# PyTorch

It is composed by:
1. PyTorch tensors = numpy + GPU
2. Autograd (automatic differentiation engine) to compute the gradients for tensor operations. Eg: backpropagation.
3. Deep learning library that contains pre-trained models, loss functions, etc.

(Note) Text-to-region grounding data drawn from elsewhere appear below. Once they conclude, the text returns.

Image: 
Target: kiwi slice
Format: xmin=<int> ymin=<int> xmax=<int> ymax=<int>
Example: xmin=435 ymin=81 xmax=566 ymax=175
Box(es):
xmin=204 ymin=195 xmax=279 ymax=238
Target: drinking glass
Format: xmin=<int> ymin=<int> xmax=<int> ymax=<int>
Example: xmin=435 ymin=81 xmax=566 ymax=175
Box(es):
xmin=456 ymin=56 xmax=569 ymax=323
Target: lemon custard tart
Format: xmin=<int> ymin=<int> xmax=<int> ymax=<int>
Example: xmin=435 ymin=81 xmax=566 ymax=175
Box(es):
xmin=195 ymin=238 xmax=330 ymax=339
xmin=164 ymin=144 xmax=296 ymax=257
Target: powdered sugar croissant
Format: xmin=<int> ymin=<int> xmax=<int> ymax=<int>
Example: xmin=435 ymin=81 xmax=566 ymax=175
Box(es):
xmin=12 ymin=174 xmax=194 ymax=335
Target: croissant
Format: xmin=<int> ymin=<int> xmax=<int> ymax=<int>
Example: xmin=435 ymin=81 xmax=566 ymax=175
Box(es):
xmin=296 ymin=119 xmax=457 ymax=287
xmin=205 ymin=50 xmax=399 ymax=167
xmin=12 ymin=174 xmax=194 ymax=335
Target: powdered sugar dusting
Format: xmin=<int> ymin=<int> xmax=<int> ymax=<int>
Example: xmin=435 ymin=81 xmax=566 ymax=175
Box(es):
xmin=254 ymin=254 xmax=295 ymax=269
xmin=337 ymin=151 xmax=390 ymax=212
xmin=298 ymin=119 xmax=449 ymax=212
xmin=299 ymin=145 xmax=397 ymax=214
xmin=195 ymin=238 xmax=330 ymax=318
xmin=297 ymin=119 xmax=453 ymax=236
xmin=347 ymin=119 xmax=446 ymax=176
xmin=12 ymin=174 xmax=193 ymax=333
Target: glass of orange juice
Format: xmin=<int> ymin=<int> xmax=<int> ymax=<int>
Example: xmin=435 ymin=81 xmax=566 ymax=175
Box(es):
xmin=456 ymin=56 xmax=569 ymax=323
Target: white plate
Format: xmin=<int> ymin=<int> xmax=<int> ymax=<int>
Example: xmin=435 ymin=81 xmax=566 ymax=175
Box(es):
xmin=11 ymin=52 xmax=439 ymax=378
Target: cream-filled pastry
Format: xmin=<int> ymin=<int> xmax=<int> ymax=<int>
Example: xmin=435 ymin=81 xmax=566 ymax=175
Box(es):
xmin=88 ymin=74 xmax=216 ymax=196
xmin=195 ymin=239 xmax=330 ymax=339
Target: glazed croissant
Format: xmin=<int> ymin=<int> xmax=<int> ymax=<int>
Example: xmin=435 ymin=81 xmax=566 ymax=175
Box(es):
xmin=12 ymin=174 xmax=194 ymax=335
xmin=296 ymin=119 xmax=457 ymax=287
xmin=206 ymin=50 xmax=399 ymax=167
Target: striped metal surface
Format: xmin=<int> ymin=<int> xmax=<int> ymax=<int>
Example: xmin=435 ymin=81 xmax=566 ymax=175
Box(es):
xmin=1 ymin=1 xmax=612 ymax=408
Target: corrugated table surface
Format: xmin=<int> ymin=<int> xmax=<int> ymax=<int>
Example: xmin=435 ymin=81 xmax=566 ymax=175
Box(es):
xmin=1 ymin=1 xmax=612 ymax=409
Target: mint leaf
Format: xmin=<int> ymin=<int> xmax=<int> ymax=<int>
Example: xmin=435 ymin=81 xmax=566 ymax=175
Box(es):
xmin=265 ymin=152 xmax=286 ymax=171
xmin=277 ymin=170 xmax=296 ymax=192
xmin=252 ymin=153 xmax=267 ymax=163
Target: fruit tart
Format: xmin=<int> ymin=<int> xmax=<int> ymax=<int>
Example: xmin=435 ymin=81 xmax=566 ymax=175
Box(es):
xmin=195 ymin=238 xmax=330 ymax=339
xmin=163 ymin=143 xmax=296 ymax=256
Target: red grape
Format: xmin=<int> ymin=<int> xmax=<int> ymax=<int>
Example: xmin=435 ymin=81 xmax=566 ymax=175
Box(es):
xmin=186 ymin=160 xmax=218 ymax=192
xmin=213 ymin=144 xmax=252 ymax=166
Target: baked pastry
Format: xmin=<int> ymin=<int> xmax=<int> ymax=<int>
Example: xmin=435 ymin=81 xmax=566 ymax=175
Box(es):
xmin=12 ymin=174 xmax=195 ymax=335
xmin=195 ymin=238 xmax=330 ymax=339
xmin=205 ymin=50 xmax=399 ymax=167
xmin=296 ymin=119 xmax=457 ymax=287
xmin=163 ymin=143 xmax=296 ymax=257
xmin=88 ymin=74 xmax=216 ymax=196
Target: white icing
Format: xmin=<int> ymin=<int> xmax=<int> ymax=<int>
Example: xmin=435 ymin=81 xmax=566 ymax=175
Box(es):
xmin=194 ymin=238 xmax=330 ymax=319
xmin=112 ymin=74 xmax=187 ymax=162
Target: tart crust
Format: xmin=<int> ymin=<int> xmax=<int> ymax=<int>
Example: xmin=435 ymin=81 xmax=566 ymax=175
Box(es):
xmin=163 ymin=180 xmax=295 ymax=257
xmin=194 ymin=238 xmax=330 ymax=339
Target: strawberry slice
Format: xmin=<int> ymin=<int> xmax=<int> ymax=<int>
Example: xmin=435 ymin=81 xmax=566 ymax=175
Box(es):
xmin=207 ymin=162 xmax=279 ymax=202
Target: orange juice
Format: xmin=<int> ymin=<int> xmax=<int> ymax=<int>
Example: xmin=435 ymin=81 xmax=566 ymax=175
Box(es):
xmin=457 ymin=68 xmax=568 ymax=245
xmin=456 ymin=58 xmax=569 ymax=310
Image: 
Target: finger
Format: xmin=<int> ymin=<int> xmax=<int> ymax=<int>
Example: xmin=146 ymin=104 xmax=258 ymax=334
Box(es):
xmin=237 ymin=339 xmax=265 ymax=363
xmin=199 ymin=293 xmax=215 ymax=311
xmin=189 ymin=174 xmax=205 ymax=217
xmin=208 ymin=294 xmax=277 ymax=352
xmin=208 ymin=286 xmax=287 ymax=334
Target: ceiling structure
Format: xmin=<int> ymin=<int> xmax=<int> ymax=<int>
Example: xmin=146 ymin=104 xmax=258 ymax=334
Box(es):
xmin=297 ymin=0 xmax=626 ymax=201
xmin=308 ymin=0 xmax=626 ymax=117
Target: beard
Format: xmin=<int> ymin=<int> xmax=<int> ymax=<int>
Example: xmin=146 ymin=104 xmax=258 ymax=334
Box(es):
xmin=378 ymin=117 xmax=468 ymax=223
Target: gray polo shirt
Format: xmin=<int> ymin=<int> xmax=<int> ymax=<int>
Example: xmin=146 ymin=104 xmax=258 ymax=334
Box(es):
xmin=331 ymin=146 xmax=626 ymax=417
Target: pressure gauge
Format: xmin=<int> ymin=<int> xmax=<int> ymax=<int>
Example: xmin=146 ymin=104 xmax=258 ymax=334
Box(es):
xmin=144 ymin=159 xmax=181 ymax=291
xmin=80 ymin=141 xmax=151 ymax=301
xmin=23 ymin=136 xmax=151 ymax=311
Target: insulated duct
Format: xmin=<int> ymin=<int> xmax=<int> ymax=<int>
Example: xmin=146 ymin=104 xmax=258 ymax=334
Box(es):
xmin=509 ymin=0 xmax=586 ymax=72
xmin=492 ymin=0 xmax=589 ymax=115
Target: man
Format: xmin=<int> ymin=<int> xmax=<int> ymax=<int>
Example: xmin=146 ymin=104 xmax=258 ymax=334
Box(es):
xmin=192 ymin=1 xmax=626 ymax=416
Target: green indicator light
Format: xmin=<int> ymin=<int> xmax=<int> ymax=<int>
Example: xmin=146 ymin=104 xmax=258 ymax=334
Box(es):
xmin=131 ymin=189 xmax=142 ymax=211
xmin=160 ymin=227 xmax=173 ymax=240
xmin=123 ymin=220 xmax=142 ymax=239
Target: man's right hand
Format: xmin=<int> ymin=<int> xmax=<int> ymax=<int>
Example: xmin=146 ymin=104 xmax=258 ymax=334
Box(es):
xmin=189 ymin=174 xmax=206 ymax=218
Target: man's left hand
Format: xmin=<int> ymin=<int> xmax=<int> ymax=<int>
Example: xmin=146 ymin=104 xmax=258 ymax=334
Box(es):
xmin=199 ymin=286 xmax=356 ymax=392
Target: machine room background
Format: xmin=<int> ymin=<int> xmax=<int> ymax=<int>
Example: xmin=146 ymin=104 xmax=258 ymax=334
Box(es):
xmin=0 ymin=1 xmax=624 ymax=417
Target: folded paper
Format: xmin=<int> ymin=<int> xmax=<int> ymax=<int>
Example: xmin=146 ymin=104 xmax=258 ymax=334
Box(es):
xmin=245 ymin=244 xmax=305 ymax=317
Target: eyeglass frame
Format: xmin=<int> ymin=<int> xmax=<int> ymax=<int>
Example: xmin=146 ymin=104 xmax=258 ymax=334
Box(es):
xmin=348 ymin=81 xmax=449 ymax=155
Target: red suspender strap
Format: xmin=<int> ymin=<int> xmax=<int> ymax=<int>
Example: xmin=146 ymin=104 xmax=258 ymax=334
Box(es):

We will go through every component

## PyTorch tensors

In [1]:
import torch
torch.__version__


'2.7.0+cu126'

In [2]:
print(torch.cuda.is_available())

True


In [4]:
# 0D tensor (scalar)
tensor0d = torch.tensor(1)
print(tensor0d)
# 1D tensor (vector)
tensor1d = torch.tensor([1, 2, 3])
print(tensor1d)
# 2D tensor (matrix)
tensor2d = torch.tensor([[1, 2], [3, 4]])
print(tensor2d)
# 3D tensor
tensor3d = torch.tensor([[[1, 2], [3, 4]], [[5, 6], [7, 8]]])
print(tensor3d)

tensor(1)
tensor([1, 2, 3])
tensor([[1, 2],
        [3, 4]])
tensor([[[1, 2],
         [3, 4]],

        [[5, 6],
         [7, 8]]])


In [5]:
# default 64-bit integer
print(tensor1d.dtype)

torch.int64


In [6]:
# default 32-bit precision
floatvec = torch.tensor([1.0, 2.0, 3.0])
print(floatvec.dtype)

torch.float32


In [7]:
# change type
tensor1d_float = tensor1d.to(torch.float32)
print(tensor1d_float.dtype)

torch.float32


In [8]:
# shape of a tensor
print(tensor0d.shape)
print(tensor1d.shape)
print(tensor2d.shape)
print(tensor3d.shape)

torch.Size([])
torch.Size([3])
torch.Size([2, 2])
torch.Size([2, 2, 2])


In [10]:
# reshape a tensor
tensor2d.reshape(4, 1)

tensor([[1],
        [2],
        [3],
        [4]])

In [11]:
# reshape a tensor (common method)
tensor2d.view(4, 1)

tensor([[1],
        [2],
        [3],
        [4]])

In [12]:
# Transpose
tensor2d.T

tensor([[1, 3],
        [2, 4]])

In [13]:
# matmul 1
tensor2d.matmul(tensor2d.T)

tensor([[ 5, 11],
        [11, 25]])

In [14]:
# matmul 2
tensor2d @ tensor2d.T

tensor([[ 5, 11],
        [11, 25]])

## PyTorch autograd engine

In [16]:
# Suppose we have a model with the weight w1 and th bias b,
# to compute the gradients, pytorch computes a graph in the background
# as shown in the following figure
import torch.nn.functional as F

y = torch.tensor([1.0]) # true label
x1 = torch.tensor([1.1]) # input
w1 = torch.tensor([2.2]) # weight
b = torch.tensor([0.0]) # bias

z = x1 * w1 + b
a = torch.sigmoid(z) # predicted label

loss = F.binary_cross_entropy(a, y)
print("[a]", a)
print("[y]", y)
print("[loss]", loss)

[a] tensor([0.9183])
[y] tensor([1.])
[loss] tensor(0.0852)


The following figure illustrates the graph of the above 'model'.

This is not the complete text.